Why Fraudsters Like ‘Delivery Attacks,’ And Why AI and ML Alone Won’t Stop Them

Why Fraudsters Like Delivery Attacks

The pandemic — and specifically, the lockdowns resulting from it — has spurred criminals to shift their cyber fraud schemes to exploit new avenues of attack.

To that end, the bad guys lie in wait, and then like everyone else, come out of isolation — only in the bad guys’ case, it is to begin attacks in earnest, as Carl Tucker, vice president of managed risk services at CyberSource, a Visa solution, told PYMNTS in an interview.

Fraud and hacking are becoming most prevalent in areas like card attacks, account attacks and — in a nod to the pivot toward eCommerce — delivery attacks.

Drilling down into various attack vectors, said Tucker, we can see various patterns in how fraudsters ply their trade, and where we’ll see spikes on the other side of the pandemic.

“Card testing, a facet of card attacks, is really related to gathering information,” he said. The fraudsters are trying to verify that a stolen credential is valid. And on the account side, Tucker said there has been an acceleration in phishing scams.

“We are seeing fraudsters building out what we call ‘dormant’ accounts,” Tucker told PYMNTS.

As he illuminated, criminals will set up customer accounts and let those accounts establish relationships with a merchant, who then can be lulled into thinking they are dealing with a longtime customer who is worthy of a higher degree of trust and perhaps more relaxed fraud strategies.

The waves of new account creation are thus a concern, maintained Tucker, and weeding out “good” accounts from those set up with bad intentions can be a challenge. Account takeovers have also become increasingly common as merchants try to streamline the customer experience with card-on-file models, he noted.

And then there are “delivery attacks” — specific to the age of the coronavirus — which Tucker said have taken root as buy online, pick up in-store (BOPIS, at curbside) offerings have accelerated dramatically as merchants try to accommodate social distancing.

That fraud can be observed in “hotspot” states and cities that have yet to fully reopen.

The last leg of a BOPIS/curbside transaction can be a point of vulnerability. “We’re seeing increased fraud, where checking information against who purchased it is not always consistent,” said Tucker.

Fraud As A Business

The emergence of these new attacks, and the new variations on existing themes, spotlights the fact that fraud regimes are sophisticated and organized.

But, Tucker cautioned, the pandemic has also made room for “startup fraudsters” who are relatively new to the game, who have time on their hands and are looking to make money quickly and easily.
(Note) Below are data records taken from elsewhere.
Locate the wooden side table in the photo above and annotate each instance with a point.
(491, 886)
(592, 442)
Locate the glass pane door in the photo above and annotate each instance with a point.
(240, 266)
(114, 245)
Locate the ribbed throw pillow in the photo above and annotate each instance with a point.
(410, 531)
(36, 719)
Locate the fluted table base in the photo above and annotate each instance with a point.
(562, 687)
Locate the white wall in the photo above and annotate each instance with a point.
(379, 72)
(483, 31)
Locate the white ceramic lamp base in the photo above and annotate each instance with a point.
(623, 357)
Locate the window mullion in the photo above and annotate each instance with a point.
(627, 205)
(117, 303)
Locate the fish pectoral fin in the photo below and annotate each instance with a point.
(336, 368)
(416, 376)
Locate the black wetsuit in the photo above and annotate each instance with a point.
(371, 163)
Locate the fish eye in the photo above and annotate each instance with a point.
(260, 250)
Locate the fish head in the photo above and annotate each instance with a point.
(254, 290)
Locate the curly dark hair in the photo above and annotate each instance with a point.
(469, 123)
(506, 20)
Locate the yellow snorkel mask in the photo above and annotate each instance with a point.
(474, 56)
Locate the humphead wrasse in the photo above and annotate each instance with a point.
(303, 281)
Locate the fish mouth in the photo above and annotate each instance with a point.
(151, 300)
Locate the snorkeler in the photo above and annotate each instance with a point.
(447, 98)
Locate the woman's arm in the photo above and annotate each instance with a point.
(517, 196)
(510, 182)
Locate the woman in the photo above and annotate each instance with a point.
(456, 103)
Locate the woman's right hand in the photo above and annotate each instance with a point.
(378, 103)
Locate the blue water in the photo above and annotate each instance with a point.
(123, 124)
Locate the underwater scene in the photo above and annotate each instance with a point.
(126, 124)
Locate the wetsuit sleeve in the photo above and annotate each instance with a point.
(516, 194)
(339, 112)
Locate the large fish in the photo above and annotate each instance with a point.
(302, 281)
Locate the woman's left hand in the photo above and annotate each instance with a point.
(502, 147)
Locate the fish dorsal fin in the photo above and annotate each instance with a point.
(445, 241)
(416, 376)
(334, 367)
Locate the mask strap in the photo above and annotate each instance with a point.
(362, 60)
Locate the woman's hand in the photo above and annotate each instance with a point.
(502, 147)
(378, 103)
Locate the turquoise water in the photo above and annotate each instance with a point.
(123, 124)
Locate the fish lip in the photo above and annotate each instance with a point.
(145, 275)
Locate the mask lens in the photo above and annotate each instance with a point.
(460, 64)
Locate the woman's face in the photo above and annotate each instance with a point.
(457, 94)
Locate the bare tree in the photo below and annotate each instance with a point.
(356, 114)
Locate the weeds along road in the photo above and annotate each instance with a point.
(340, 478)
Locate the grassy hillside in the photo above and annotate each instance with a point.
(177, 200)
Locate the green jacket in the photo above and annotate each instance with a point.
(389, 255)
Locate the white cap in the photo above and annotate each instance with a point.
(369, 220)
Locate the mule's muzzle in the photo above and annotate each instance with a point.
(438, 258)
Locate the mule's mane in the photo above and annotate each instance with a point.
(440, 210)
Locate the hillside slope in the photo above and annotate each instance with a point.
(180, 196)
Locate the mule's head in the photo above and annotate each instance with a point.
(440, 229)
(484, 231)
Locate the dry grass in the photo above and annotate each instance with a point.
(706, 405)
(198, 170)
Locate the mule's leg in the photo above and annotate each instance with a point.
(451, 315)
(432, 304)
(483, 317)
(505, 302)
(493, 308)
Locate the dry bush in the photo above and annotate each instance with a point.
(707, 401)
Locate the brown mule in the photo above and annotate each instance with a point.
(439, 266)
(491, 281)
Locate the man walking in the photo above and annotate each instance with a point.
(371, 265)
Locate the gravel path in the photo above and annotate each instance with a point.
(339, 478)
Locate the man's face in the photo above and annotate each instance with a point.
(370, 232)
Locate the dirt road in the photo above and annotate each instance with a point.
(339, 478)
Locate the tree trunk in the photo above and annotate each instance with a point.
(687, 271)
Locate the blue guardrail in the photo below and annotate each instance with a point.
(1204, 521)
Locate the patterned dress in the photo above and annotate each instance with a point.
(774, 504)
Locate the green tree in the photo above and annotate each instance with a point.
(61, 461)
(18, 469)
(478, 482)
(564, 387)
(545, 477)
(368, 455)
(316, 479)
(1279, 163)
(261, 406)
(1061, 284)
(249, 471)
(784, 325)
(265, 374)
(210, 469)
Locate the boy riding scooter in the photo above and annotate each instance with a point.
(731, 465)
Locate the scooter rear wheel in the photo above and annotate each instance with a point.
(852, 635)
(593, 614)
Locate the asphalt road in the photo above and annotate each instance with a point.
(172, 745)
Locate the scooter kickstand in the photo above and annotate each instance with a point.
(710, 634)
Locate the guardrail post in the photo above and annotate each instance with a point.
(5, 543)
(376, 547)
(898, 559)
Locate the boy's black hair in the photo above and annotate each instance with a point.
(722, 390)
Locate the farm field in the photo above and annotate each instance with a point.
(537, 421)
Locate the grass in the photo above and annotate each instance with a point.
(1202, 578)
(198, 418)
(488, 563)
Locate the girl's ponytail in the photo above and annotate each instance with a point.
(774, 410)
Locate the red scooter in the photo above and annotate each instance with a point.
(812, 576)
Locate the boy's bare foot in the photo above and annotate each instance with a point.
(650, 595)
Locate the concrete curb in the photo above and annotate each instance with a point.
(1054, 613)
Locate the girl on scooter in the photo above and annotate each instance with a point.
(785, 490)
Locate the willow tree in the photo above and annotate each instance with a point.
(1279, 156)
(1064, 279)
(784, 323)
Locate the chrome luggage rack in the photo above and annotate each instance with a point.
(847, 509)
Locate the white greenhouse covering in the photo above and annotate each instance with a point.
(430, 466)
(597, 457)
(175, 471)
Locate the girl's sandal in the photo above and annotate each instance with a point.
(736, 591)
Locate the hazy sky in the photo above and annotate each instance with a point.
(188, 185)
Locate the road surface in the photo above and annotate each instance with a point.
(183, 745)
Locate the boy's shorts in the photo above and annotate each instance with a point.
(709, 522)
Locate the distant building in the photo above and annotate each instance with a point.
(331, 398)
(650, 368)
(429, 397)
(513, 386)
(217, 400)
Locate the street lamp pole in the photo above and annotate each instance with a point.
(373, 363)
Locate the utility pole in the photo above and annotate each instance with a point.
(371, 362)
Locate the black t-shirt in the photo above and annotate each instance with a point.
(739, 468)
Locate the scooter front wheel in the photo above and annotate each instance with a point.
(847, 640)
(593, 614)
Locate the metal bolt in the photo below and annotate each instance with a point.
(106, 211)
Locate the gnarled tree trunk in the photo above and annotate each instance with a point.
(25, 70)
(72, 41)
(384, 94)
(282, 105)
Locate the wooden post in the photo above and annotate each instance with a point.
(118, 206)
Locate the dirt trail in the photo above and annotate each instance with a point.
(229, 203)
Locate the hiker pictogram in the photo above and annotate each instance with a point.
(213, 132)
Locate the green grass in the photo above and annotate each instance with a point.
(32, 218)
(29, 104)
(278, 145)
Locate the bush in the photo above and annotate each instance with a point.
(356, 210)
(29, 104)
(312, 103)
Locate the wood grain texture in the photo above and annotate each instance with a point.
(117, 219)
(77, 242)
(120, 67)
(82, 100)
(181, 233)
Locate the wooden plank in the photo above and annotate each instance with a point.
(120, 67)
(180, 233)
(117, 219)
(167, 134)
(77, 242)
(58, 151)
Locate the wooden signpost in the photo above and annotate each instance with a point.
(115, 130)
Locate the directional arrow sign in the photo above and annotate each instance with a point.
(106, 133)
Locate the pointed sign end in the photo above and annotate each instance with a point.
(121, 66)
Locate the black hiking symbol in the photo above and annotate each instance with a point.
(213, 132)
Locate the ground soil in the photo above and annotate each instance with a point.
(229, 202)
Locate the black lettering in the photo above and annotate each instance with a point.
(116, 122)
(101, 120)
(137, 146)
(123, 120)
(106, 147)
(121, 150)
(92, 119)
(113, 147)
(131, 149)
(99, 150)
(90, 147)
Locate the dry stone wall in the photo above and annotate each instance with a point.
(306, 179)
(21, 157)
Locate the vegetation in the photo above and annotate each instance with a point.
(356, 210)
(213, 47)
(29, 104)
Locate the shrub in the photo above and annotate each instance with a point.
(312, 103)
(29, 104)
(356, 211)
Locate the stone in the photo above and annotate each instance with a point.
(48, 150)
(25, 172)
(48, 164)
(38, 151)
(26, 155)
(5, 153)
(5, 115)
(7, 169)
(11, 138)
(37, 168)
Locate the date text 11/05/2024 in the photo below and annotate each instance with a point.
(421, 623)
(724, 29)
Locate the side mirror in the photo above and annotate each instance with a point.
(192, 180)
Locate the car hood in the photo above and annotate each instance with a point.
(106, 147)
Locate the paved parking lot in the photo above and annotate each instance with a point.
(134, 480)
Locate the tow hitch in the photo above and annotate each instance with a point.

As to where the fraud is headed, Tucker said there’s been a “strain on inventory” for many merchants of physical goods, and verticals such as travel and entertainment have been seen extreme pressure.

But those same industries can serve as fertile ground for fraudsters to collect data, test cards and wage bot attacks.

“It’s a good time right now for fraudsters to use resources they normally would use trying to steal products — whether physical or digital — to actually collect data to steal products, but at a later date,” Tucker said. “We all need to be prepared to see an increased level of fraud attempts.”

To mitigate those efforts, and to combat the fraud that is happening now, he said that although anti-fraud systems are critical, advanced technologies are just some of the tools in the arsenal.

“It’s important to note that this [fraud fight] cannot be done with AI [artificial intelligence] or ML [machine learning] alone,” Tucker said — especially when consumers’ buying patterns have been changing so rapidly.

He pointed to the travel industry, where a last-minute purchase of a one-way ticket would have once been flagged as high-risk. But as COVID-19 has shown, many individuals were (and have been) purchasing tickets to return to their home countries or cities before lockdowns and travel restrictions took effect.

Along the way, there has also been a spike in efforts to steal and use eGift cards, which can be converted to cash. There’s even been a rise in fraud rates on corporate cards.

“What’s interesting here is that … there’s not a lot of corporate spend in those areas, so it’s relatively easier to spot fraudulent purchases tied to those cards,” Tucker told PYMNTS.

These kinds of shifts in buying patterns, and cybercriminals’ willingness to try pretty much everything and anything, show the need for a multi-layered fraud-fighting approach, which combines AI and ML with a rules-based strategy. AI and ML alone require an established pattern to assess divergent behaviors that constitute fraud. In a quickly moving world amid COVID-19, the combination of AI/ML and rules-based strategies enables a business to set the context and define parameters based on daily shifts in the global ecosystem.

As Tucker said, “AI/ML is great, but the ‘black box’ alone can be particularly dangerous in these unknown times of COVID-19.”